If the Bruins give the 36-year-old a contract extension, it will likely end any further trade talks. But, WEEI’s Greg Hill said Monday morning on The Greg Hill Show that the contract talks could just be a PR tactic to drive up Marchand’s trade value.
“If you are thinking of shopping somebody and you want to get max value, then you talk about how you can't wait to re-sign him and give him whatever he wants, because he's Brad Marchand,” Hill said.
Greg Hill Show producer Chris Curtis agreed, saying it wouldn’t be smart for the Bruins to publicly talk about trading Marchand.
“In zero capacity does it benefit the team to publicly discuss trading Marchand until the deal has been consummated,” Curtis said. “You're already going to deal with backlash when you make the deal. Why would you let people in on the fact that you're shopping him right before you actually execute the transaction?”
“If I'm running the Bruins, to me, and you don't do a full firesale, offload anybody that you don't view as part of your core going forward, then you're doing a disservice to the organization,” Curtis continued.
The third member of The Greg Hill Show, Jermaine Wiggins, also fully bought in on the theory.
“What he's actually telling the league and the team that he could potentially trade him to is that Brad still wants to play,” Wiggy said.
Wiggy believed that Sweeney was speaking more to other front offices than he was to Bruins fans. If the Bruins are interested in extending Marchand, then a contending team trading for him could also be interested in an extension.

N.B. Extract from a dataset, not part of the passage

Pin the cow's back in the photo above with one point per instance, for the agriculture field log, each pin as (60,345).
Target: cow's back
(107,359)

“That new team that would trade for a guy like Brad Marchand and would go, ‘Oh, we can now maybe sign him for another couple of years, and he can obviously help us this year to get over the hump, but he'll still be part of [our] organization for the next couple of years to win a Stanley Cup,’ because you're not going to trade him to some crappy team. You're going to trade him to a contender,” Wiggy said.
Before we go ahead and crown Sweeney as a Sun-Tzu-esque strategic genius, there’s still a chance that he’s not playing 3D chess with the rest of the NHL and is actually considering extending Marchand. If so, Curtis believes it would be a mistake not to close a chapter on his era of the Bruins.
“For me, this whole core of Marchand, Bergeron, Chara, that era is one of the more overrated eras in the history of Boston sports. They won once and they haven't won in 14 years. And so to me, I want to see the direction of this team, I want to see a new coach, I'd like to see a new GM, right? But either way…extending Marchand makes zero sense,” Curtis said.
The Bruins have six games left until the March 7 trade deadline, starting Tuesday night when they take on the Toronto Maple Leafs at TD Garden.